The house’s contrasts are pleasing to Moss, whose family home in suburban Chicago contained its own anomalous pairings. His father manufactured X-ray machines, and used to test his equipment on his children in his basement laboratory. His domestic interventions were commercial flourishes like Borax soap dispensers, electric hand dryers, an intercom and a pedal-controlled water fountain installed to eliminate the need for water glasses at the table.

These objects were mediated by Moss’ mother’s desire for a traditionally decorated suburban showplace, so the hand dryers were glazed to match the bathroom tiles and the intercoms were papered over in grass cloth and floral prints. “Deco Tech” is how Moss described the end result.

Moss does like contrapositives. In the book, he writes of the evening he decorated a Christmas tree for Moss’ holiday window display with 100 foot-high, sperm-shaped ornaments made of iridescent gold glass. “I was thinking, ‘Immaculate Conception,'” he said. “I was feeling my oats. I had my tree. I had a cascade of sperm. It was fabulous. OK, but then I should have stopped.”

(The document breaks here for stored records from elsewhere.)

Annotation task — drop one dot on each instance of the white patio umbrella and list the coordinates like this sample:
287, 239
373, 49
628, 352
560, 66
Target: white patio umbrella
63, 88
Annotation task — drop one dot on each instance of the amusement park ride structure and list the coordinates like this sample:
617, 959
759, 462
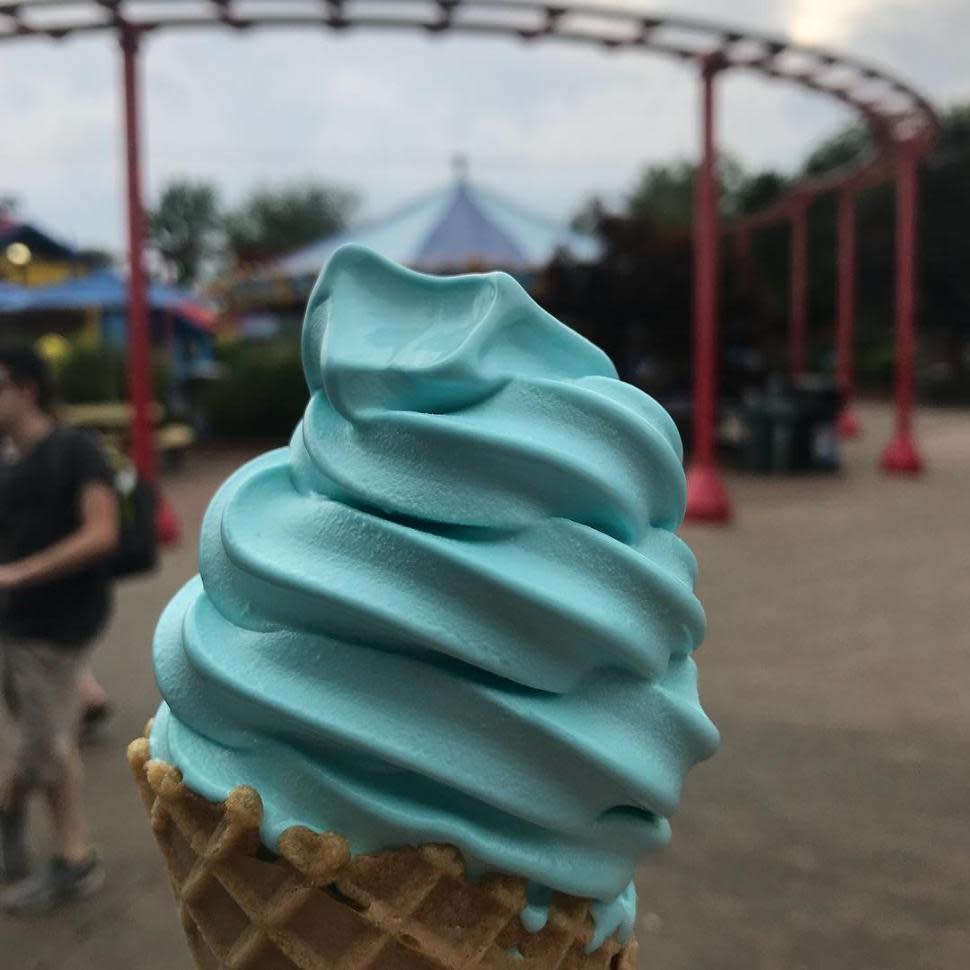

The coup de grâce was the legend he then affixed to his window in big vinyl letters: “Santa’s Coming,” it read. It was at that moment that the co-op president of the building passed by the window. She gave Moss her habitual thumbs up; “She was always very encouraging,” he said. Five minutes later she was back, frantically miming a different message. “You can’t mess with Christmas,” Moss said, sadly.

The ornaments never sold, Getchell added. “We still have all 100 in storage somewhere.”